How to Create and Apply a Linear Discriminant Analysis (LDA) Typing Tool in Displayr – Displayr Help

This article shows you how to take discriminant functions produced in one data set and program them to predict segments in a different data set that contains the same variables, or re-use an LDA typing tool that has been given to you as an Excel spreadsheet.

In this example, I’ve run a Latent Class segmentation from a sample of 725 cell phone users. I’ve used the top 2 box scores from a 25-question attitudinal battery as input to the Latent Class Analysis and settled on a 4-class segmentation solution.

Requirements

A categorical variable containing the segments you want to predict.
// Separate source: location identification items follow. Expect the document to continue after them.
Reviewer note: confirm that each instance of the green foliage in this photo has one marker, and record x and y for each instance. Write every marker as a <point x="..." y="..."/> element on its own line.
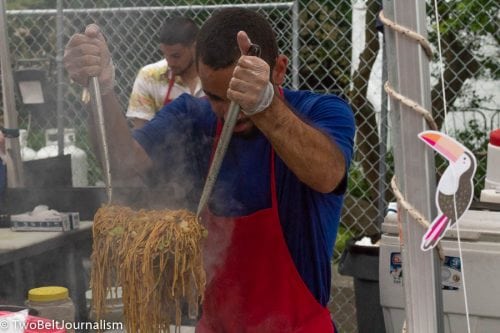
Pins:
<point x="343" y="235"/>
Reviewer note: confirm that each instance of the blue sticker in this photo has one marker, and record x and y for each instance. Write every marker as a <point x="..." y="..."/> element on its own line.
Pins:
<point x="396" y="267"/>
<point x="451" y="273"/>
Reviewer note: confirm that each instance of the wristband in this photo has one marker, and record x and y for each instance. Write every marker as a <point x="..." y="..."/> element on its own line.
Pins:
<point x="265" y="100"/>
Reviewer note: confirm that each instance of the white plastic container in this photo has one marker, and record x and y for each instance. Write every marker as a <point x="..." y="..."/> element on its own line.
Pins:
<point x="480" y="240"/>
<point x="492" y="180"/>
<point x="79" y="163"/>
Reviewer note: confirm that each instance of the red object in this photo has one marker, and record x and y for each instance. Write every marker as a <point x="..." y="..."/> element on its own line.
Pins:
<point x="37" y="324"/>
<point x="252" y="282"/>
<point x="495" y="137"/>
<point x="171" y="82"/>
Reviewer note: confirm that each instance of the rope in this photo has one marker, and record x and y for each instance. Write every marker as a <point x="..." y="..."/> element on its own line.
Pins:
<point x="412" y="105"/>
<point x="407" y="32"/>
<point x="414" y="213"/>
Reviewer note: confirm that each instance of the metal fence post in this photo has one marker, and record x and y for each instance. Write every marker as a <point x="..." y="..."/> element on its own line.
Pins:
<point x="409" y="74"/>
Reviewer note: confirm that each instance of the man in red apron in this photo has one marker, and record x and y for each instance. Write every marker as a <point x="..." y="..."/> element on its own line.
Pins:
<point x="159" y="83"/>
<point x="273" y="216"/>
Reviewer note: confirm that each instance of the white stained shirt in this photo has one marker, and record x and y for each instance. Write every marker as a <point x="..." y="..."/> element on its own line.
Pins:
<point x="150" y="89"/>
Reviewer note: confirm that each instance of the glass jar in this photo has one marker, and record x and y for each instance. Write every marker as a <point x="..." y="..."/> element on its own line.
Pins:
<point x="53" y="302"/>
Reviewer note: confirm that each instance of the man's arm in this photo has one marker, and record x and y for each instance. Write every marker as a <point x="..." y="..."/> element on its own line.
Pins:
<point x="87" y="55"/>
<point x="311" y="155"/>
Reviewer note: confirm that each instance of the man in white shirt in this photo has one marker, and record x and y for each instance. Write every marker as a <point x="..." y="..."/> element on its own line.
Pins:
<point x="159" y="83"/>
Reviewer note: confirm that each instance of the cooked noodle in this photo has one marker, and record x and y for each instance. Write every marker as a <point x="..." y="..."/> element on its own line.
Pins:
<point x="155" y="256"/>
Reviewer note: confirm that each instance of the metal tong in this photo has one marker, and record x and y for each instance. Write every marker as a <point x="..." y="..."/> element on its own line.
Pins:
<point x="95" y="92"/>
<point x="220" y="151"/>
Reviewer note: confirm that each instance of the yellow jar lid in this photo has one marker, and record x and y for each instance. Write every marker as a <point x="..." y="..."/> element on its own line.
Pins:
<point x="48" y="294"/>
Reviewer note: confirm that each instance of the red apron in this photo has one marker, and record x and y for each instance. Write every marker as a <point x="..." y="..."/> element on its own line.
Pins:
<point x="171" y="82"/>
<point x="252" y="282"/>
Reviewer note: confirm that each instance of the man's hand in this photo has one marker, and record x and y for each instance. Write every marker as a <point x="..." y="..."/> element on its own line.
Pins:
<point x="250" y="86"/>
<point x="87" y="55"/>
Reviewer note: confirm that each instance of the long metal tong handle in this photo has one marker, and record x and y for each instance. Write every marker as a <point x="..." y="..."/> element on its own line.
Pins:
<point x="220" y="151"/>
<point x="95" y="91"/>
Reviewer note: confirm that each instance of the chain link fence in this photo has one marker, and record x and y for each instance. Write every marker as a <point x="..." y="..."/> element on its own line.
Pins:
<point x="334" y="46"/>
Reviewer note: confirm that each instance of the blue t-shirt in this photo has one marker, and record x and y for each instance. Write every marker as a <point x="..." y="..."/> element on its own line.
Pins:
<point x="179" y="140"/>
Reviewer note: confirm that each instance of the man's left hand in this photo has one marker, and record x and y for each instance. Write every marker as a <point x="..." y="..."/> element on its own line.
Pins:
<point x="250" y="86"/>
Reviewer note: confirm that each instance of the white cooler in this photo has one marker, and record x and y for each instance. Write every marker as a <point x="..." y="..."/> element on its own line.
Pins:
<point x="480" y="240"/>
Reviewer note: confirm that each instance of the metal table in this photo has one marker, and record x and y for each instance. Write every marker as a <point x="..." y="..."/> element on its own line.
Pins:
<point x="19" y="248"/>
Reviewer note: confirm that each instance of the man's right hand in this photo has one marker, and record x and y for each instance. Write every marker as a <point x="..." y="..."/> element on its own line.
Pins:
<point x="88" y="55"/>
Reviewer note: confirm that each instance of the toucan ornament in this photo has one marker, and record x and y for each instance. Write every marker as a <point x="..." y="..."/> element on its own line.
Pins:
<point x="455" y="189"/>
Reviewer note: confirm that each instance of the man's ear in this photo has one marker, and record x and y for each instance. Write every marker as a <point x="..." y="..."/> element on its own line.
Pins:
<point x="279" y="70"/>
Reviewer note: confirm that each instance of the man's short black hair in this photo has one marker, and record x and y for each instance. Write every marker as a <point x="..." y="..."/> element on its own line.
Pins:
<point x="178" y="30"/>
<point x="216" y="45"/>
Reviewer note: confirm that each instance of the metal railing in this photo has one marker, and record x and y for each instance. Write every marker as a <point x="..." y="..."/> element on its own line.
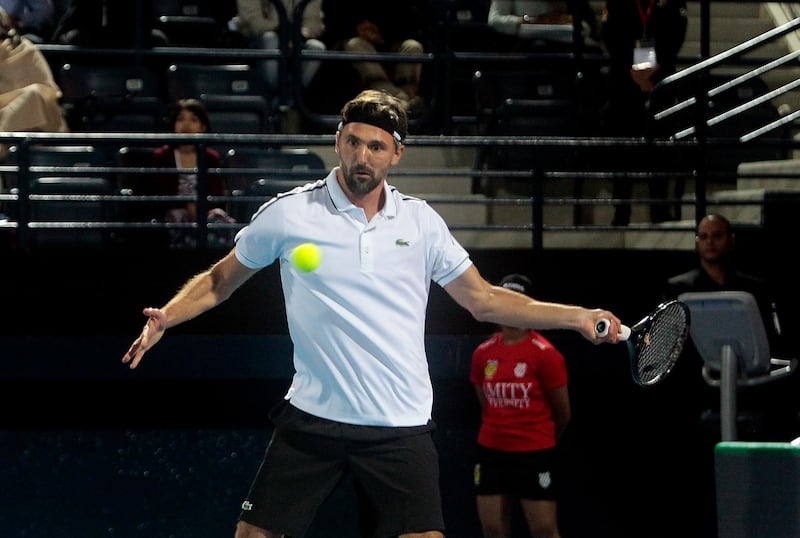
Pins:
<point x="536" y="191"/>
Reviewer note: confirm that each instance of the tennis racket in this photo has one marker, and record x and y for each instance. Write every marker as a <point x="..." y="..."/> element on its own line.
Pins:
<point x="655" y="342"/>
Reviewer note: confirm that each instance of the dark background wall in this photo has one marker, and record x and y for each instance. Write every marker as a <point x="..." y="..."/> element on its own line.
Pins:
<point x="95" y="449"/>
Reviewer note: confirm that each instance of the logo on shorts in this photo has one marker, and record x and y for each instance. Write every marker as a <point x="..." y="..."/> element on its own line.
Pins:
<point x="544" y="480"/>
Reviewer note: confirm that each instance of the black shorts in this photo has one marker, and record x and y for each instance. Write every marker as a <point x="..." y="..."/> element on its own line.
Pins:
<point x="525" y="475"/>
<point x="395" y="472"/>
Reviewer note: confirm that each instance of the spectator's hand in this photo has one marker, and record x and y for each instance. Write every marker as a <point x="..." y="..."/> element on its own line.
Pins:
<point x="644" y="78"/>
<point x="151" y="333"/>
<point x="6" y="46"/>
<point x="369" y="31"/>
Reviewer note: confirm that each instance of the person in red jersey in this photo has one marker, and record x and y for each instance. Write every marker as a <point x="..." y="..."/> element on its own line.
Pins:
<point x="521" y="382"/>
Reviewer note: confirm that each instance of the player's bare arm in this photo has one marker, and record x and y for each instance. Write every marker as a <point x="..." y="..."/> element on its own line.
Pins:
<point x="201" y="293"/>
<point x="495" y="304"/>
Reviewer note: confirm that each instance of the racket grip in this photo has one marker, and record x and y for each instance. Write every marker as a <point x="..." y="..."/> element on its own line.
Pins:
<point x="602" y="326"/>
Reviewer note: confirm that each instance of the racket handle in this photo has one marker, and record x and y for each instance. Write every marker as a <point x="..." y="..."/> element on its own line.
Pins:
<point x="602" y="326"/>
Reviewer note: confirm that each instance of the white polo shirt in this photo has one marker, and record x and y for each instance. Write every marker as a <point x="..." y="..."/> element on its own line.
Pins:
<point x="358" y="321"/>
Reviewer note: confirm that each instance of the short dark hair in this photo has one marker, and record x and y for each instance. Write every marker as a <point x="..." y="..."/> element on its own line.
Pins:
<point x="379" y="109"/>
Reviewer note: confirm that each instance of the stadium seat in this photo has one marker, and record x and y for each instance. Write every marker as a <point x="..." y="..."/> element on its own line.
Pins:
<point x="111" y="98"/>
<point x="267" y="172"/>
<point x="234" y="95"/>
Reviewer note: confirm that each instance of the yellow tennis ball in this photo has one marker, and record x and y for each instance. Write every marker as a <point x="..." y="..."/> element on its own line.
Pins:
<point x="306" y="257"/>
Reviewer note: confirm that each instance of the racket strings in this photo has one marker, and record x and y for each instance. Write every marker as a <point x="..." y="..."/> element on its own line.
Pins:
<point x="660" y="344"/>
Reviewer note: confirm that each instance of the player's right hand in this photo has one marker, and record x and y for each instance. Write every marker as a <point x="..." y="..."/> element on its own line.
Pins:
<point x="151" y="333"/>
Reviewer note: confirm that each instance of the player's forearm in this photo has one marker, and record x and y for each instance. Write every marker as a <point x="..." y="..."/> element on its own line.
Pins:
<point x="194" y="298"/>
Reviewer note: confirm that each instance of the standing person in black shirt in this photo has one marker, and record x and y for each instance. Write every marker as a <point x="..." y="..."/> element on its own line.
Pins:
<point x="643" y="39"/>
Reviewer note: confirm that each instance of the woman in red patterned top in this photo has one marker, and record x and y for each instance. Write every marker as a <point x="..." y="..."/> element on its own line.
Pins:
<point x="521" y="382"/>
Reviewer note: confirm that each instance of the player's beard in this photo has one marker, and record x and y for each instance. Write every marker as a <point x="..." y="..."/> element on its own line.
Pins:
<point x="356" y="184"/>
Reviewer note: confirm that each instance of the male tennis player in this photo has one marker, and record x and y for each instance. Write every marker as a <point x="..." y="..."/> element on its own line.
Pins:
<point x="361" y="398"/>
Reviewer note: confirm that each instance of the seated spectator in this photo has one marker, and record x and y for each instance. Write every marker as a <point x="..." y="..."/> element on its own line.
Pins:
<point x="259" y="24"/>
<point x="189" y="116"/>
<point x="363" y="26"/>
<point x="34" y="19"/>
<point x="29" y="95"/>
<point x="545" y="25"/>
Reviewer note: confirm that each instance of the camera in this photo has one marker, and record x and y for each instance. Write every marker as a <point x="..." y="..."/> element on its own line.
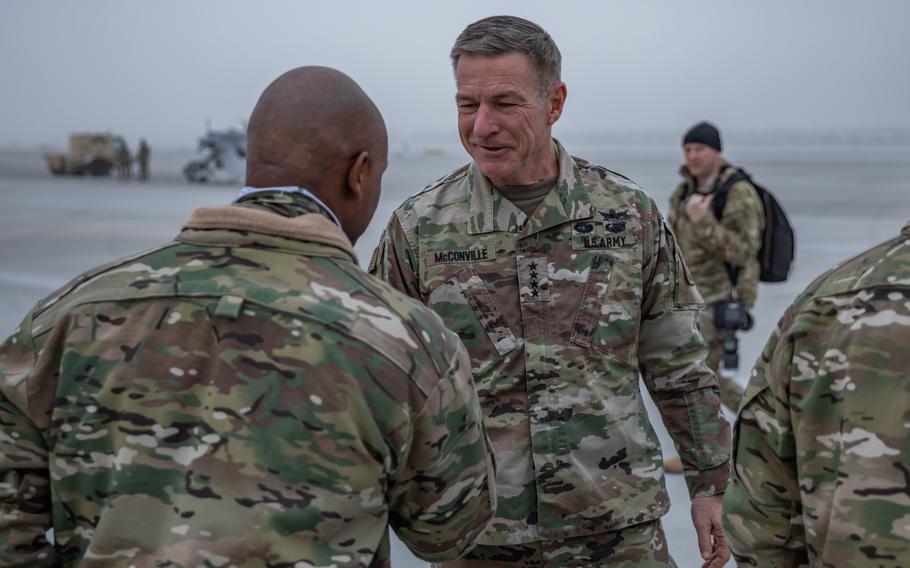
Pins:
<point x="732" y="315"/>
<point x="731" y="351"/>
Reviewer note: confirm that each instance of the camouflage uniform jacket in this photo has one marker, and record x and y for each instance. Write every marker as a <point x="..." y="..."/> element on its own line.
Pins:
<point x="822" y="451"/>
<point x="244" y="395"/>
<point x="559" y="312"/>
<point x="709" y="243"/>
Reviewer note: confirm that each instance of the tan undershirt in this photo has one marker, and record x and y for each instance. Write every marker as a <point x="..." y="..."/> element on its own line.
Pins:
<point x="528" y="197"/>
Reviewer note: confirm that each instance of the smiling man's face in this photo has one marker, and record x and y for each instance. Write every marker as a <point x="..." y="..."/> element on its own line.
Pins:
<point x="503" y="119"/>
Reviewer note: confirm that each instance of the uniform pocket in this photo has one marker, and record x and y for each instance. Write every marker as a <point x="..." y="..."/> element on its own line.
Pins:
<point x="608" y="314"/>
<point x="467" y="308"/>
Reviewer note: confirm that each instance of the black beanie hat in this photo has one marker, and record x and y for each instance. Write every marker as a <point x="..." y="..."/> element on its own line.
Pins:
<point x="703" y="133"/>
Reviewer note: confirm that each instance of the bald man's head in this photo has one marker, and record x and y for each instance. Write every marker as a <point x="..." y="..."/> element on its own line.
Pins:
<point x="314" y="127"/>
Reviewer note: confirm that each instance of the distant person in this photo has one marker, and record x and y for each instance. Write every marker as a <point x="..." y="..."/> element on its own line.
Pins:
<point x="564" y="283"/>
<point x="142" y="157"/>
<point x="124" y="162"/>
<point x="822" y="472"/>
<point x="245" y="394"/>
<point x="720" y="247"/>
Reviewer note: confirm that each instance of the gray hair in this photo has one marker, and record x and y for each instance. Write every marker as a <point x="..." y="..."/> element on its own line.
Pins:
<point x="499" y="35"/>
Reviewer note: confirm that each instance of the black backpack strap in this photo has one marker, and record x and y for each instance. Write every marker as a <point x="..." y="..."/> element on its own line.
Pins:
<point x="721" y="191"/>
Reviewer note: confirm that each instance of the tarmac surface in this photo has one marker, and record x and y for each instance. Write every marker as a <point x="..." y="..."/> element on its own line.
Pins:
<point x="841" y="199"/>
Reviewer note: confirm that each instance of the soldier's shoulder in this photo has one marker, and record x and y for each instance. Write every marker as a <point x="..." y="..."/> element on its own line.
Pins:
<point x="389" y="322"/>
<point x="884" y="265"/>
<point x="604" y="183"/>
<point x="85" y="286"/>
<point x="452" y="186"/>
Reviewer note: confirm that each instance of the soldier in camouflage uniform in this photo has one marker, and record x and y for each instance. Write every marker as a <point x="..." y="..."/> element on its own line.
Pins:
<point x="710" y="244"/>
<point x="245" y="395"/>
<point x="564" y="283"/>
<point x="822" y="466"/>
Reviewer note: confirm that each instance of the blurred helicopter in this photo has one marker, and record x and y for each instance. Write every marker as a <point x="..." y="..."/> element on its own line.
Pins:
<point x="223" y="158"/>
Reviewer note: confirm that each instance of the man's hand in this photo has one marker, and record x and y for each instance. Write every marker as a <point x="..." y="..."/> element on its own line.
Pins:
<point x="712" y="544"/>
<point x="697" y="206"/>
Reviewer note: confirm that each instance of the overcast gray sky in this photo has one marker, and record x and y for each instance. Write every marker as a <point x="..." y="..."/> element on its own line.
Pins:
<point x="159" y="68"/>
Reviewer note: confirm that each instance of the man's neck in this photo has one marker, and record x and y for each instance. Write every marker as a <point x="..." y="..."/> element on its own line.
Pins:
<point x="286" y="203"/>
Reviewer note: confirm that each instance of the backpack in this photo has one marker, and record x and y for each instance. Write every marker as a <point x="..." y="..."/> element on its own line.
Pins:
<point x="775" y="256"/>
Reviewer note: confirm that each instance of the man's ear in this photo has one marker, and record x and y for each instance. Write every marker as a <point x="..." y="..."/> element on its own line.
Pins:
<point x="557" y="100"/>
<point x="356" y="174"/>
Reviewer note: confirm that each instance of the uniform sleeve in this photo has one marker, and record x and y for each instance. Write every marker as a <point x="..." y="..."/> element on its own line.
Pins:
<point x="443" y="496"/>
<point x="25" y="503"/>
<point x="394" y="260"/>
<point x="762" y="511"/>
<point x="672" y="216"/>
<point x="736" y="238"/>
<point x="672" y="361"/>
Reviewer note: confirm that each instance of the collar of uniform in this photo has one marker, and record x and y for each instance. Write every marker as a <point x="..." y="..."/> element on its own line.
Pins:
<point x="724" y="171"/>
<point x="490" y="211"/>
<point x="311" y="228"/>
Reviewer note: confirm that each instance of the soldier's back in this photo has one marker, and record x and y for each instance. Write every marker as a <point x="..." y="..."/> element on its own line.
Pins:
<point x="838" y="374"/>
<point x="233" y="398"/>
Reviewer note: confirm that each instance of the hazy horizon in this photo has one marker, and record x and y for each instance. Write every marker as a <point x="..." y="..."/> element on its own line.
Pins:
<point x="162" y="69"/>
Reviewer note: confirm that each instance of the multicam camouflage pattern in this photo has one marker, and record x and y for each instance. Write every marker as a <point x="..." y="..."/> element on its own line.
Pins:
<point x="822" y="448"/>
<point x="710" y="243"/>
<point x="559" y="312"/>
<point x="731" y="392"/>
<point x="236" y="398"/>
<point x="639" y="546"/>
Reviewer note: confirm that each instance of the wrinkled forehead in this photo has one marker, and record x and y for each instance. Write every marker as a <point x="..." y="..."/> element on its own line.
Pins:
<point x="495" y="74"/>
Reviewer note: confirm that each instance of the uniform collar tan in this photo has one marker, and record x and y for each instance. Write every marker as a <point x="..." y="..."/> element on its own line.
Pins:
<point x="489" y="211"/>
<point x="309" y="228"/>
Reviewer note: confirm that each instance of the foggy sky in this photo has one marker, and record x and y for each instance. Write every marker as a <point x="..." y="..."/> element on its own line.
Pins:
<point x="159" y="68"/>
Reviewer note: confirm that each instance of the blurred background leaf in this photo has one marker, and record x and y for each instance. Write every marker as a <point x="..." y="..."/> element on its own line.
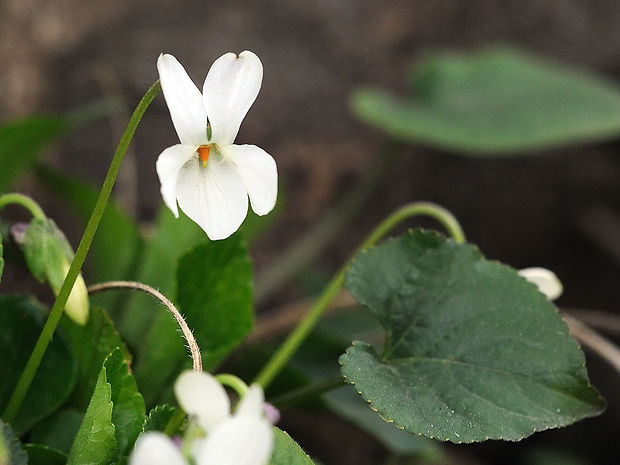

If you do not already have one, you can create an analysis like Cluster Analysis or a Latent Class Analysis - any segmentation method will do.

Method

Next, I ran a Linear Discriminant Analysis to identify the “golden questions”. LDA is perhaps one of the simpler techniques to use for this purpose, as it applies a formula that is easy to understand and program.

From either the toolbar > Anything or the '+' menu in the Report tree, select Advanced Analysis > Machine Learning > Linear Discriminant Analysis.
In the Data > Outcome box of the object inspector , select the variable that identifies your segments.
In the Predictor(s) box, select your predictor variables
Click Calculate.

In this model, I’ve identified 8 of the 25 attitudinal questions, which gives me an 82% segment prediction accuracy.

If you’ve run the Linear Discriminant Analysis in Displayr as I’ve done above, you can then generate the Discriminant Functions by doing the following:

Select the LDA output.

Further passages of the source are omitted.